The Sun Network Filesystem (NFS) provides transparent, remote access to filesystems. Unlike many other remote filesystem implementations under UNIX, NFS is designed to be easily portable to other operating systems and machine architectures. It uses an External Data Representation (XDR) specification to describe protocols in a machine and system independent way. NFS is implemented on top of a Remote Procedure Call package (RPC) to help simplify protocol definition, implementation, and maintenance.

In order to build NFS into the UNIX kernel in a way that is transparent to applications, we decided to add a new interface to the kernel which separates generic filesystem operations from specific filesystem implementations. The “filesystem interface” consists of two parts: the Virtual File System (VFS) interface defines the operations that can be done on a filesystem, while the virtual node (vnode) interface defines the operations that can be done on a file within that filesystem. This new interface allows us to implement and install new filesystems in much the same way as new device drivers are added to the kernel.

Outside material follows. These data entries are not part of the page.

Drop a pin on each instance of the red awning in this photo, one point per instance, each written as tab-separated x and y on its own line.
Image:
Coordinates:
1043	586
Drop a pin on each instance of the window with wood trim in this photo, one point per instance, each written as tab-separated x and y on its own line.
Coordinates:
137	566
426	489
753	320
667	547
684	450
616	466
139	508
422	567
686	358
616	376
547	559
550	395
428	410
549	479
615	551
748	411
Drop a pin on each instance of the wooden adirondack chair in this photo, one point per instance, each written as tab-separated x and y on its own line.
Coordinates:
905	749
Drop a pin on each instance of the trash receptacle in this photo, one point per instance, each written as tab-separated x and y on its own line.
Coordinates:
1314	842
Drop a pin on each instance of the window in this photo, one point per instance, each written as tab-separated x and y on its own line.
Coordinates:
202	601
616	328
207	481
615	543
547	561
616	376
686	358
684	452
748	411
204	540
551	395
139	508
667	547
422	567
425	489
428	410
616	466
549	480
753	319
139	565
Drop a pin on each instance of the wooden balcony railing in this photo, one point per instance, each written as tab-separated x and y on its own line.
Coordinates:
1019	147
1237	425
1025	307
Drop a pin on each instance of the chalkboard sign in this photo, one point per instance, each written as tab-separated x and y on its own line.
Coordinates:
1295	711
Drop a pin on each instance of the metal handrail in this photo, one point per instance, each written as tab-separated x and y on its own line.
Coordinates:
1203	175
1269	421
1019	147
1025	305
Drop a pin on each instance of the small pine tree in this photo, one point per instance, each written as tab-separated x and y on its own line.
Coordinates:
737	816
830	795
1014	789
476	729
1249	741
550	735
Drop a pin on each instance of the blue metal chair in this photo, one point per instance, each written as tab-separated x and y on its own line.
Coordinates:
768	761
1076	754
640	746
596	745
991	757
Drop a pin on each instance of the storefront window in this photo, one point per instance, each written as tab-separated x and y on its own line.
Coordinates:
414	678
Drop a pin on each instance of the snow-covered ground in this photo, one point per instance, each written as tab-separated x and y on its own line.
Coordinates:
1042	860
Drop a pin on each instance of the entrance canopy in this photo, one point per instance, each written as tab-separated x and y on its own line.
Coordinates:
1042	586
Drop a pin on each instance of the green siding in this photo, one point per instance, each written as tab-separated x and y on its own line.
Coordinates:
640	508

In this paper we discuss the design and implementation of the filesystem interface in the UNIX kernel and the NFS virtual filesystem. We compare NFS to other remote filesystem implementations, and describe some interesting NFS ports that have been done, including the IBM PC implementation under MS/DOS and the VMS server implementation. We also describe the user-level NFS server implementation which allows simple server ports without modification to the underlying operating system. We conclude with some ideas for future enhancements.

In this paper we use the term server to refer to a machine that provides resources to the network; a client is a machine that accesses resources over the network; a user is a person “logged in” at a client; an application is a program that executes on a client; and a workstation is a client machine that typically supports one user at a time.